The discovery this week of the body of noted publisher and diplomat Philip Merrill has once again drawn attention to the link between depression and heart disease. After his disappearance many details were uncertain, but it now appears that Merrill took his own life while sailing on his boat in the Severn River near Annapolis. Merrill had been struggling with a heart condition for over a year, and eventually succumbed to the depression that had clouded his life in recent months.

As this Washington Post story explains, the link between cardiovascular disorders and major depression and depressive symptoms has been one of intense interest for some time. There is evidence that the relationship works in both directions: that is, heart disease increases one's risk of depression, and depression or depressive symptoms increase one's risk of cardiovascular disorders. Many avenues have been studied, as the WaPo elaborates:

The exact links among heart disease, bypass surgery and mood are unknown. One of the few certainties is that depression after surgery is more common in people who had previous episodes of the disorder.

Some experts believe that alterations to the normal circulation and blood pressure during bypass surgery, or small clots that form during the operation, may damage the brain, at least temporarily.

A more likely explanation is that the onset of heart symptoms -- whether or not surgery is involved -- is often a patient's first serious brush with death.

For many, it requires redefining oneself, marks the start of lifelong medicine-taking and makes ordinary activity seem dangerous, at least for a while.

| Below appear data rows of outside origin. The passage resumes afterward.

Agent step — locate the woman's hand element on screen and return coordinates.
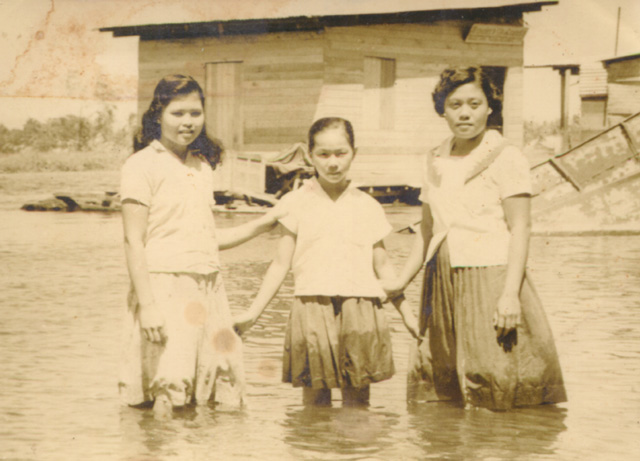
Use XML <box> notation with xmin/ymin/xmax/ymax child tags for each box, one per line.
<box><xmin>401</xmin><ymin>308</ymin><xmax>422</xmax><ymax>342</ymax></box>
<box><xmin>233</xmin><ymin>312</ymin><xmax>257</xmax><ymax>337</ymax></box>
<box><xmin>380</xmin><ymin>278</ymin><xmax>405</xmax><ymax>299</ymax></box>
<box><xmin>493</xmin><ymin>293</ymin><xmax>521</xmax><ymax>338</ymax></box>
<box><xmin>388</xmin><ymin>294</ymin><xmax>422</xmax><ymax>342</ymax></box>
<box><xmin>139</xmin><ymin>302</ymin><xmax>167</xmax><ymax>344</ymax></box>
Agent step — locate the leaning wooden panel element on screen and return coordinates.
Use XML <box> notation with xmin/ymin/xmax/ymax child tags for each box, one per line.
<box><xmin>555</xmin><ymin>126</ymin><xmax>635</xmax><ymax>187</ymax></box>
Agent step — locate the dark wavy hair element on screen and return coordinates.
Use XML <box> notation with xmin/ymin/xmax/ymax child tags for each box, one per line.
<box><xmin>432</xmin><ymin>67</ymin><xmax>502</xmax><ymax>117</ymax></box>
<box><xmin>308</xmin><ymin>117</ymin><xmax>355</xmax><ymax>152</ymax></box>
<box><xmin>133</xmin><ymin>74</ymin><xmax>223</xmax><ymax>169</ymax></box>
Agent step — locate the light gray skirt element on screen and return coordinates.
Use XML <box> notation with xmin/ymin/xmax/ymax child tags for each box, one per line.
<box><xmin>119</xmin><ymin>272</ymin><xmax>245</xmax><ymax>407</ymax></box>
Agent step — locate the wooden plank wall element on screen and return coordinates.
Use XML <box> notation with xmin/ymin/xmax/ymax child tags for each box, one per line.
<box><xmin>138</xmin><ymin>32</ymin><xmax>325</xmax><ymax>151</ymax></box>
<box><xmin>317</xmin><ymin>21</ymin><xmax>524</xmax><ymax>187</ymax></box>
<box><xmin>137</xmin><ymin>20</ymin><xmax>525</xmax><ymax>189</ymax></box>
<box><xmin>607</xmin><ymin>83</ymin><xmax>640</xmax><ymax>117</ymax></box>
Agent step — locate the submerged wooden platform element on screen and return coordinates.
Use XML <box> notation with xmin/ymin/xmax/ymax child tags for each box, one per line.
<box><xmin>21</xmin><ymin>192</ymin><xmax>121</xmax><ymax>212</ymax></box>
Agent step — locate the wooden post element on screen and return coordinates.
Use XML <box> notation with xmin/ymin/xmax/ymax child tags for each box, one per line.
<box><xmin>502</xmin><ymin>66</ymin><xmax>523</xmax><ymax>147</ymax></box>
<box><xmin>614</xmin><ymin>7</ymin><xmax>621</xmax><ymax>56</ymax></box>
<box><xmin>559</xmin><ymin>68</ymin><xmax>571</xmax><ymax>151</ymax></box>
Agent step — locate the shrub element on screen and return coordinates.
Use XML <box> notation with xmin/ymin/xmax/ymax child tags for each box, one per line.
<box><xmin>0</xmin><ymin>106</ymin><xmax>134</xmax><ymax>172</ymax></box>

As Dr. Lily Hung wrote in an extensive post earlier here at Anxiety, Addiction and Depression Treatments:

Depression can strike anyone. However, research over the past two decades has shown that people with heart disease are more likely to suffer from depression than otherwise healthy people, and conversely, that people with depression are at greater risk for developing heart disease.1 Furthermore, people with heart disease who are depressed have an increased risk of death after a heart attack compared to those who are not depressed.2 Depression may make it harder to take the medications needed and to carry out the treatment for heart disease. Treatment for depression helps people manage both diseases, thus enhancing survival and quality of life.

The tragic suicide of Philip Merrill has taken many by surprise as he is a man who touched many lives. At the age of 72, he had led a full life and had left an impressive mark by giving back to his country as well as his community. If any good can come of his death, we can only hope that it is an increased awareness of the dangers of depression and especially its link to heart disease. Many believe that effective depression treatment can help to not only ease the pain of those suffering with the disease, but also help to relieve some of the symptoms of the heart disease to which it is tied.